Wartenberg (nee Kosova) once hustled $40 lap dances under the pseudonym Ecstasy (just “X” to her friends). It was during her Palomino days that Wartenberg developed a “pretty platonic relationship” with a regular named Robert Acremant, a California businessman who would pay her between $500-1500 (and sometimes more) for an evening’s worth of dances and company in the private Lipstick Lounge.
She occasionally would have dinner with Acremant, who once gave her a pair of diamond earrings and also provided Wartenberg with about $500 to gamble. It was this courtship of Wartenberg, investigators would later contend, that drove a desperate Acremant–who needed money to spend on his favorite Vegas stripper–to plot the 1995 robbery of two Oregon women. That attempted heist ended with Acremant killing the duo. He also murdered Scott George, a California friend, in a second botched 1995 robbery bid.

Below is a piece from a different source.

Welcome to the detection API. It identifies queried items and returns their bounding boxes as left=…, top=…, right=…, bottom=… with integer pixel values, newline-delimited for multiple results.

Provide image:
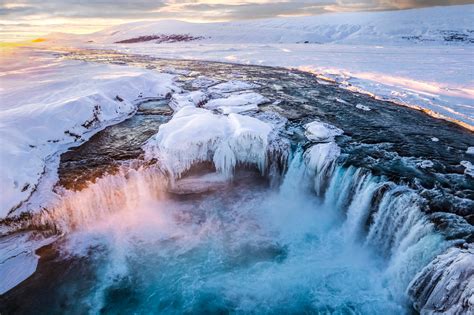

Convicted in the slayings, Acremant has been sentenced to death in both California and Oregon, where he is currently imprisoned. According to investigators, Acremant considered Wartenberg his girlfriend, while she saw him as nothing more than a cash machine, a pleasant mark with whom she shared her phone number, but no intimacies. According to Wartenberg, during Acremant’s last Vegas visit, in December 1995, he pulled a handgun and stun gun on her as they were parked in a car.
As she testified in August 2002 at Acremant’s trial for the George killing, he was “panicking and freaking out, telling me that he, you know, he was very upset with me because I never loved him. I just used him for money.” Wartenberg escaped unscathed, though she told jurors she was left “emotionally injured and scarred for life” by Acremant, who “led me to believe that he was either in the mob or…one of those big business guys, FBI, I don’t know.”